An Overview of Recognition Modules

OCR Plus

Automatic recognition module

If the automatic recognition module is used, the Engine will try to automatically select the most suitable recognition module for the zone. This is determined just before recognition, according to the zone's filling method and, if necessary, other settings, most typically the Character Set.

MTX (Mtext) omnifont recognition module

The MTX module recognizes machine printed text from printed publications, laser or ink-jet printers, and electric typewriters. Output from mechanical typewriters in good condition, and from draft-quality, letter-quality, or near-letter quality dot-matrix printers is also acceptable.

MOR (Multi-lingual Omnifont Recognition)  module

The MOR module recognizes machine printed text from printed publications, laser or ink-jet printers, and electric typewriters. Output from mechanical typewriters in good condition, and from  letter- or near-letter quality (LQ, NLQ) dot-matrix printers is also acceptable.

There are two ways of modifying incoming images to make them more suitable for this omnifont recognition module:

DOT Matrix (DOT 9-pin draft dot-matrix recognition module)

The Dot Matrix module is designed for ONLY draft-quality 9-pin dot-matrix texts.

For NLQ or LQ texts, the RECOGMODULE_OMNIFONT_PLUS2W, RECOGMODULE_OMNIFONT_PLUS3W, RECOGMODULE_MTEXT_OMNIFONT or RECOGMODULE_MULTI_LINGUAL_OMNIFONT modules are likely to give better results.
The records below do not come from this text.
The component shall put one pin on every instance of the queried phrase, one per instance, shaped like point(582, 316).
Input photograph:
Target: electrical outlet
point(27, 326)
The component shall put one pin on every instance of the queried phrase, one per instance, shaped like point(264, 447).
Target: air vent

If FILL_DRAFTDOT9 filling method is set together with RECOGMODULE_AUTO, RECOGMODULE_MTEXT_OMNIFONT is used, provided that all characters (or languages or filters) validated for the zone are supported by it. If any are not supported, this module is used.
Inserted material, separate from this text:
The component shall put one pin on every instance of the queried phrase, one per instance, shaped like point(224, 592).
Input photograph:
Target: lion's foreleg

OMR optical mark recognition module

For more information see the LEAD OMR Overview.

ICR-HNR hand-printed numeral recognition module

The ICR-HNR module can be used for recognition of hand-printed numerals and four additional signs. If further hand-printed characters are to be recognized, the use of the RECOGMODULE_RER_PRINTED recognition module is recommended.

This recognition module can recognize the following hand-printed characters:

The filter ZONE_CHAR_FILTER_DIGIT can be used to exclude the last four characters. The filters ZONE_CHAR_FILTER_PUNCTUATION and ZONE_CHAR_FILTER_MISCELLANEOUS function, other filters have no effect.

ICR-RER hand-printed recognition module

The ICR-RER module is a third-party recognition module from reRecognition GmbH, Germany. The Engine contains its recognition engine version 4.2f.

This recognition module can be used for recognition of hand-printed alphanumerical characters, i.e. upper and lower case letters, the digits and some others. Although it can be used to read flowing text, its main application area is in form-like situations, where the form designer has great control over the content and maybe length of hand-printed information given in each zone.

MAT matrix matching recognition module

The MAT module is designed to read certain groups of fixed-font characters specially designed for OCR or imaging applications, in which no two characters have similar shapes. Each character group has its own filling method. Application areas are in banking, check or waybill handling, product distribution and document validation, where high accuracy can be vital. It also handles some non-fixed print styles.

FILL_OCRA

OCR-A. Uppercase English letters (26), digits, some punctuation, and 3 special OCR-A symbols:

FILL_OCRB

OCR-B. Uppercase English letters (26), digits and some punctuation.

FILL_MICR

MICR (E-13B). Digits plus some punctuation and 4 special MICR symbols:

FILL_DOTDIGIT

Ten digits only and the period. Commas are also read, but converted to periods. Though this is in theory a fixed-font, many variants of it are used.

FILL_DASHDIGIT

Ten digits only and the period. Commas are also read, but converted to periods. Though this is in theory a fixed-font, many variants of it are used.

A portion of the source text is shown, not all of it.